Source - A Barnesville, Minn., woman is accused of disrupting the graveside funeral services of her ex-boyfriend and recklessly driving an SUV through a Fargo cemetery. 

Blair R. Whitten, who according to court records is either 28 or 29, faces one count of misdemeanor reckless endangerment stemming from an incident on Saturday at Riverside Cemetery.

According to court documents, several members of the public flagged down officers and said that a vehicle had been driving over gravesites and “trying to run people over.” An officer detained a female driver on the north side of the cemetery. She identified herself as Whitten.

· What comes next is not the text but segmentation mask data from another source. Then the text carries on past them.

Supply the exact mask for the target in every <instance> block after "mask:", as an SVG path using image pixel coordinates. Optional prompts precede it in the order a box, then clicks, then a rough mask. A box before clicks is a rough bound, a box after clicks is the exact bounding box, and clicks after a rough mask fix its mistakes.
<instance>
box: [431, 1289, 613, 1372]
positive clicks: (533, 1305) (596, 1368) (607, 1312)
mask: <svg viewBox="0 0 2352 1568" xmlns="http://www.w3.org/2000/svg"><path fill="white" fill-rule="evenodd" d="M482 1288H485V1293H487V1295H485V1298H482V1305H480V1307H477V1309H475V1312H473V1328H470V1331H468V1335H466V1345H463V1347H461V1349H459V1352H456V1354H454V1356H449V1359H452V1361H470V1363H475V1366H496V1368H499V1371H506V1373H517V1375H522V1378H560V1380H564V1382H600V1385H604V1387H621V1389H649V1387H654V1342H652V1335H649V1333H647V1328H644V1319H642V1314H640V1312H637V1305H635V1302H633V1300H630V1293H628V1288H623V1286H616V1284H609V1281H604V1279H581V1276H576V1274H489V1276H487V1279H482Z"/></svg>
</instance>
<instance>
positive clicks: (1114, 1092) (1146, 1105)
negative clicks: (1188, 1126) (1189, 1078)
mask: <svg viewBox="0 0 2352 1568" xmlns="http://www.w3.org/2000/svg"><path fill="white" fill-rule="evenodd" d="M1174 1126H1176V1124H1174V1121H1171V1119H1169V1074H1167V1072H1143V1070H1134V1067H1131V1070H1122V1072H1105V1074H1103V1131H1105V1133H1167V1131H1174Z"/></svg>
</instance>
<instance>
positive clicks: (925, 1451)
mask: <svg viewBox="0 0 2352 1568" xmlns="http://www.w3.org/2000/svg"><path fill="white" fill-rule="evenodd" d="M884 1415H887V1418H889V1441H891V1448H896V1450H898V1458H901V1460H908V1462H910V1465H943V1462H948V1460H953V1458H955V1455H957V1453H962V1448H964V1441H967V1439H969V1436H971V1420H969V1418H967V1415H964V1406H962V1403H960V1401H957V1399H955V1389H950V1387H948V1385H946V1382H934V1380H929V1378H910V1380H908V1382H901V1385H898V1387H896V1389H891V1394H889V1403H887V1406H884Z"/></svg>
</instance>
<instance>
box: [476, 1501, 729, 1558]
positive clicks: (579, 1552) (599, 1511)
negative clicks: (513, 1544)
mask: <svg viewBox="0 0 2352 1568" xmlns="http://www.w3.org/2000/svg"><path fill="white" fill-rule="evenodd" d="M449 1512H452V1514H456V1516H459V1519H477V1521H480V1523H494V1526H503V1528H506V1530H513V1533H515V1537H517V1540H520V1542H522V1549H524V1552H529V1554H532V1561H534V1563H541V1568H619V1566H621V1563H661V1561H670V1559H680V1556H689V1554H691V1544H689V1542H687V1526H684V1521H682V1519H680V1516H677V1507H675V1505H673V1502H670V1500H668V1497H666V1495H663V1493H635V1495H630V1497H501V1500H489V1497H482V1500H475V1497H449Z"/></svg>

Whitten told police she had shown up for her ex-boyfriend’s funeral and was sitting in her car at the cemetery when people approached her vehicle. She told police she thought the people would hurt her, so she drove off, being careful not to hit anything. ...

[A] witness told police he was approaching Whitten’s parked vehicle after the burial to ask her to leave when Whitten accelerated toward him, causing him to jump out of the way.

The witness said Whitten was not welcome at the funeral because she had made harassing posts on social media about her ex-boyfriend’s death.

Say what you will about Blair R. Whitten. You may look down at her as an unstable, low rent, no account, podunk, Midwest white trash crackpot. From her vacant, meth head-like eyes to her hillbilly tear drop tats to that diamond on her neck that screams, "You do NOT want to give me this job." That is your right. But before you sit in judgment, at least concede me this.

Blair R. Whitten loved her man. 

You know what they say, that the opposite of love is not hate; it's indifference. They also say that true love will transcend anything, even death. And here goes your proof. You don't show up at a cemetery, trying to run people over, doing donuts over the graves and wrecking the front end of your 2003 Dodge Durango, during the burial of someone you stopped caring about. Yes, it's psychotic. Yes, it's deranged. But it is passion. Completely misplaced passion that should land her in jail and forced to pay for all the graves she tore up. But passion nevertheless. 

Call me a hopeless romantic, but I like to believe that somewhere, her dearly departed ex saw what she did and he is smiling. At the love they once enjoyed. But also at the sweet release of knowing that in death, he at least doesn't have to put up with her again. And if this doesn't end up as a subplot on "Fargo" next season, what is the point of even setting a show in North Dakota?